According to the government data, private consumption slumped to 0.3% year-on-year (y-o-y) in the quarter to end-June from 2.6% in quarter to end-March, fixed investment has dropped to 3.7% from 17.7%, government consumption growth was negative and both export and import growth contracted. The demand side, therefore, paints a completely different and a much weaker picture than the robust outlook presented by the supply side, Nomura India said.
The preliminary expenditure-side GDP estimate can often be subject to subject to significant revision, due to statistical anomalies and estimates of inventory change. "Given the strong momentum in the service sector, especially wholesale and retail trade, we believe there can be significant scope for revision in private consumption and investment. At this stage, we would not be overly concerned," said Barclays Capital in a note.

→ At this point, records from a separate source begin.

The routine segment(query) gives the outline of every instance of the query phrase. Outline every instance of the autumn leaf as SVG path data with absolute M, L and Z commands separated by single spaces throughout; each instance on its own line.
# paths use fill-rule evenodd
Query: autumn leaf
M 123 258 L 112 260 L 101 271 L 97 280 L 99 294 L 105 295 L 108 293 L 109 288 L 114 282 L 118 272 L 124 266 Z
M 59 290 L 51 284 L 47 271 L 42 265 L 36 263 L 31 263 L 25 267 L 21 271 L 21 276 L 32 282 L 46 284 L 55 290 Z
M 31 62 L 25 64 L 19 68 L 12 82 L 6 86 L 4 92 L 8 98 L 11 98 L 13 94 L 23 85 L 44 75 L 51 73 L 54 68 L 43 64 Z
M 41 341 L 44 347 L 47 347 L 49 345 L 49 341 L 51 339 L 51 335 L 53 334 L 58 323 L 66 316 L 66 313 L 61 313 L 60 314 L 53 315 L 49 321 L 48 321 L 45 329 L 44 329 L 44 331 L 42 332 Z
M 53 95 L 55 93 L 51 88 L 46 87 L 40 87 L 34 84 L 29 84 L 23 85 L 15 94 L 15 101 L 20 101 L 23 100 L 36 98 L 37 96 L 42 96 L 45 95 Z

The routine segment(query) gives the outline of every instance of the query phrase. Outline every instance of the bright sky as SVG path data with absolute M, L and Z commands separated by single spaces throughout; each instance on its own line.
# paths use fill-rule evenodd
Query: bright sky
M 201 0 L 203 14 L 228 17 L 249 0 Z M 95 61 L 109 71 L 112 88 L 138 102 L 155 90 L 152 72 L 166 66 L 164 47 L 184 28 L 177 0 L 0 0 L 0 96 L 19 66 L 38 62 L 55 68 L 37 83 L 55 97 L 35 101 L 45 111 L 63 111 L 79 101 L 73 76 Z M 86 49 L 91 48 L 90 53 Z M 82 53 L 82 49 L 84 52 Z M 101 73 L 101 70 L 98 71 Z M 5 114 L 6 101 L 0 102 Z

According to the data released by the Indian government on Tuesday, the economy grew by an impressive 8.8% during the quarter ended June on the back of robust manufacturing growth, as against 6% in the corresponding quarter of the last fiscal. Agriculture and allied activities grew by 2.8%, higher than 1.9% in the year-ago period. Manufacturing expanded by a strong 12.4% in April-June, 2010 against a mere 3.8% growth rate in the same period last year.
Nomura India said," We see downside risks to our GDP estimate of 9% y-o-y in FY11. Nomura's composite leading index is pointing towards a slowdown, suggesting that June may mark the peak quarterly GDP growth in FY11. We are currently reviewing our estimates with a mind to downgrade."
"The June quarter GDP growth of 8.8% was slightly below our estimate of 9%. Though agriculture growth was sluggish at 2.8% y-o-y, given the strong monsoons this year, we expect agriculture to revive in the next 3 quarters clocking full year growth of about 5%. The details on the expenditure side were slightly disappointing as private consumption and gross fixed capital formation growth was sluggish in real terms, though we expect private consumption growth to improve due to better rainfall and consequent moderating food inflation," said Ashutosh Datar, economist, IIFL.
According to a PTI report, Planning Commission deputy chairman Montek Singh Ahluwalia said that wholesale price inflation will fall to around 6% by December. Inflation had slid back to single-digits at 9.97% after five months in July. Food inflation, however, has been above 10% since the last week of July. "It is certainly true that with the growth being high there is no particular need for loosening monetary policy from the growth point of view," Mr Ahluwalia said.
The Reserve Bank of India (RBI) continues to describe managing inflation and anchoring inflation expectations as its policy priorities. "We expect non-food manufacturing inflation to remain sticky and strong job growth to encourage further demand-side pressures. However, we believe favourable base effects and moderation in growth momentum will have a tempering influence on the manufacturing sub-components, in line with the RBI's inflation expectations. We expect the RBI to hike the repo and reverse repo rates by 25 basis points (bps) on 16th September to take the rates to 6% and 4.75%, respectively," said Barclays Capital.